La Biblia es la única fuente que puede producir fe en el corazón del hombre. ¿Cree usted que la Biblia es la Palabra viva de Dios? Si su respuesta es positiva, este es un buen comienzo para alguien que quiere entrar a caminar por la senda de la fe. Pero la fe sólo vendrá cuando usted tenga un contacto directo y permanente con la Palabra. Del perseverante estudio de la misma es que viene la voz de Dios. Y cuando la Palabra de Dios llega a nuestros corazones, es que nace la fe. 

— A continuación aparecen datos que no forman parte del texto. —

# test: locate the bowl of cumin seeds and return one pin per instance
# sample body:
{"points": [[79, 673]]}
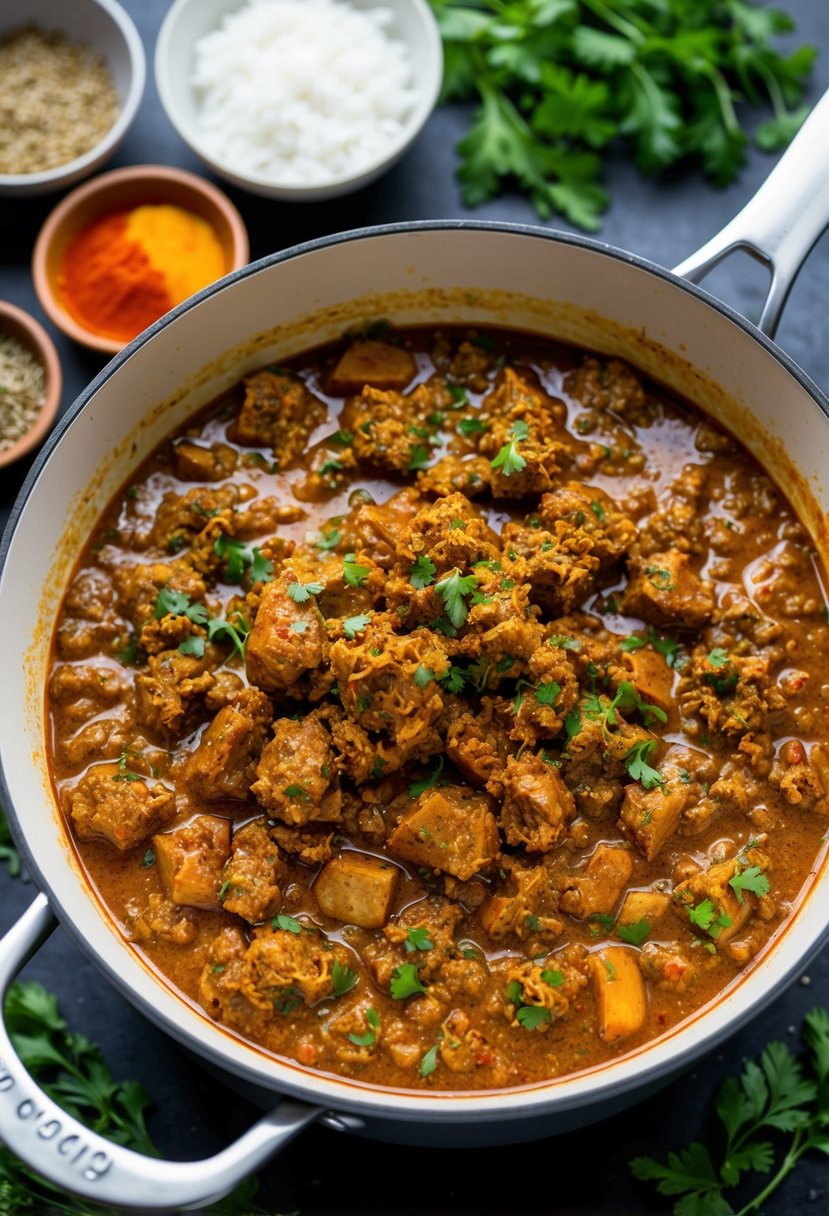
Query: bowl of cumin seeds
{"points": [[72, 77], [30, 383]]}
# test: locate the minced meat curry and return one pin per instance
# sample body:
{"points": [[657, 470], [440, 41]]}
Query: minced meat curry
{"points": [[443, 709]]}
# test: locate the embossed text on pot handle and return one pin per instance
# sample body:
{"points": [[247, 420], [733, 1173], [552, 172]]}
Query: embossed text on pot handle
{"points": [[782, 221], [71, 1155]]}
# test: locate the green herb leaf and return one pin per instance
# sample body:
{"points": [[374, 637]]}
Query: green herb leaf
{"points": [[750, 879], [300, 592], [342, 978], [240, 557], [422, 573], [454, 590], [354, 625], [405, 981], [353, 573]]}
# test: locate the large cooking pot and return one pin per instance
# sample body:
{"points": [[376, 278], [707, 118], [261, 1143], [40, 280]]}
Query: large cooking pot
{"points": [[530, 279]]}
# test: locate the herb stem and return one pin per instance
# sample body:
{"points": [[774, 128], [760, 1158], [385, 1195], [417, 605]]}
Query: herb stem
{"points": [[789, 1161]]}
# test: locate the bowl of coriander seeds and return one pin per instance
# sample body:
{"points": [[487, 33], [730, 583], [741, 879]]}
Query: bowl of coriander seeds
{"points": [[30, 383], [72, 76]]}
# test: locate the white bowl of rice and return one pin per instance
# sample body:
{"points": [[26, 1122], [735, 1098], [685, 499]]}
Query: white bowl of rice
{"points": [[299, 99]]}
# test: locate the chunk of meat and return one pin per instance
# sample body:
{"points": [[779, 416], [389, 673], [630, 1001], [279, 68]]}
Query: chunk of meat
{"points": [[650, 676], [381, 682], [117, 805], [620, 992], [523, 907], [277, 412], [652, 816], [601, 885], [478, 747], [195, 462], [729, 908], [536, 804], [373, 362], [665, 590], [253, 874], [287, 640], [169, 693], [451, 533], [294, 773], [357, 888], [246, 986], [224, 764], [162, 921], [452, 829], [649, 906], [190, 860]]}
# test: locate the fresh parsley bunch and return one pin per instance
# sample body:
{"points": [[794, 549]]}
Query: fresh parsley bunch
{"points": [[559, 82], [771, 1115]]}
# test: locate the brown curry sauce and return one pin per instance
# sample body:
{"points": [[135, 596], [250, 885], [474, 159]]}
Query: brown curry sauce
{"points": [[440, 709]]}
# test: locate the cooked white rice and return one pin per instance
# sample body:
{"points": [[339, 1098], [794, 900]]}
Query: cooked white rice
{"points": [[302, 91]]}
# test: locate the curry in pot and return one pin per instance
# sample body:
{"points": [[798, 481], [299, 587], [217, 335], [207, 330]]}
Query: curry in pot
{"points": [[441, 709]]}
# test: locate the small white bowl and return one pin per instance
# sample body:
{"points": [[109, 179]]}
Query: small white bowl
{"points": [[187, 21], [105, 27]]}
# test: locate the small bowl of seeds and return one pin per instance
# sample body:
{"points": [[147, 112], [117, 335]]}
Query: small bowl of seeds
{"points": [[30, 383], [72, 76]]}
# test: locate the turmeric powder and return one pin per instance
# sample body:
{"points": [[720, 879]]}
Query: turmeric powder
{"points": [[129, 268]]}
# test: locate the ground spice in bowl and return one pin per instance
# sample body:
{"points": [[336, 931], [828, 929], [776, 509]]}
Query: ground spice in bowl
{"points": [[57, 100], [128, 268], [22, 390]]}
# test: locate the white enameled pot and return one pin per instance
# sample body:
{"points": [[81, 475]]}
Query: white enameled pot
{"points": [[529, 279]]}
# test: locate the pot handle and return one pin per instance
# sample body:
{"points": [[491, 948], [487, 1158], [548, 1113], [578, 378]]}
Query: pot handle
{"points": [[782, 221], [72, 1157]]}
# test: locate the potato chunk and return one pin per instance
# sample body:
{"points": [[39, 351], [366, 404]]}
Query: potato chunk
{"points": [[452, 829], [191, 859], [620, 991], [357, 889], [378, 364]]}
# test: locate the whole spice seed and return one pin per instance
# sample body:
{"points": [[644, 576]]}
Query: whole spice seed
{"points": [[22, 390], [57, 100]]}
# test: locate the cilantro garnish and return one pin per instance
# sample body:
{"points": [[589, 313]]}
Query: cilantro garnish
{"points": [[300, 592], [235, 631], [428, 1062], [240, 557], [342, 978], [771, 1115], [422, 573], [354, 625], [508, 459], [636, 761], [419, 787], [558, 83], [370, 1037], [405, 981], [633, 934], [353, 573], [750, 879], [454, 589], [469, 427]]}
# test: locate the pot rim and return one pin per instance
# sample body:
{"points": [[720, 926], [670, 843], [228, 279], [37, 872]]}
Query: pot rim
{"points": [[647, 1065]]}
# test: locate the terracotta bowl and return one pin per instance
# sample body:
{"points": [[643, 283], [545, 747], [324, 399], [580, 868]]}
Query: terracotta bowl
{"points": [[23, 327], [122, 190]]}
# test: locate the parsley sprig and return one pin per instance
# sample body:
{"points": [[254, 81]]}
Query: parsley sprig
{"points": [[74, 1074], [560, 83], [776, 1096]]}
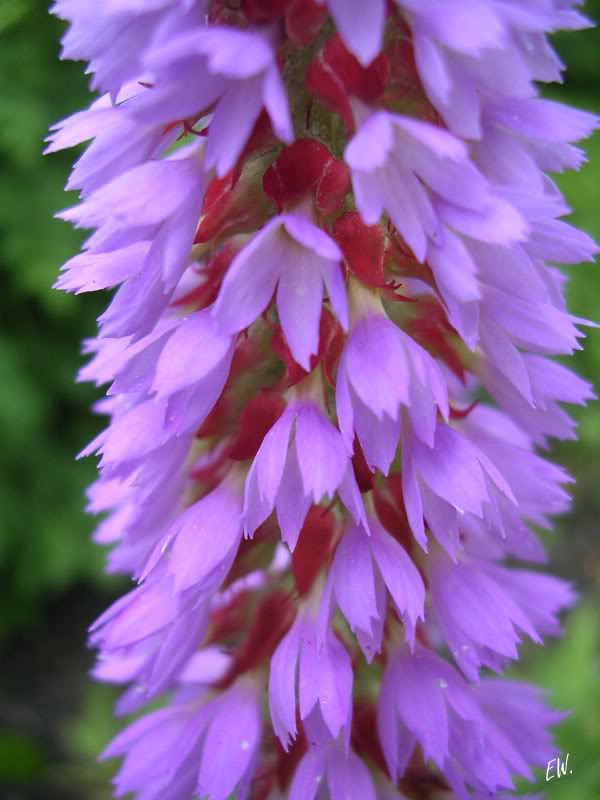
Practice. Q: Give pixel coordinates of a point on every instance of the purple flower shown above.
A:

Aunque ninguno de nosotros conoció a los escritores sagrados, instrumentos utilizados por Dios para que hoy tengamos la Biblia, no obstante, creímos lo que ellos escribieron, así como en el testimonio de sus vidas y lo que hablaron acerca de Jesús. Eso se llama fe. 

La fe posee algunos elementos que implican transformar las circunstancias. Pablo dijo: “Con el corazón se cree para justicia, pero con la boca se confiesa para salvación” (Romanos 10:10). 

Una vez más, el apóstol nos hace ver que lo que confesamos con nuestros labios ha sido el resultado de todo aquello que hemos creído en nuestros corazones. 

La vida del Señor Jesús era de mucha intimidad con el Padre. Como resultado de permanecer en su presencia, tenía la voz de autoridad, a tal grado que nadie podía resistir ni las palabras ni el espíritu con que Él hablaba. 

 

No existe otra forma de hacer que la verdad perdure, a menos que logremos que el evangelio quede escrito en el corazón de los creyentes. El Espíritu Santo fue y es de inspiración en las vidas de profetas, apóstoles y maestros sabios e idóneos, de quienes toma sus labios y los usa  cual pluma de un hábil escritor para imprimir en los corazones de las personas, el evangelio de la verdad eterna.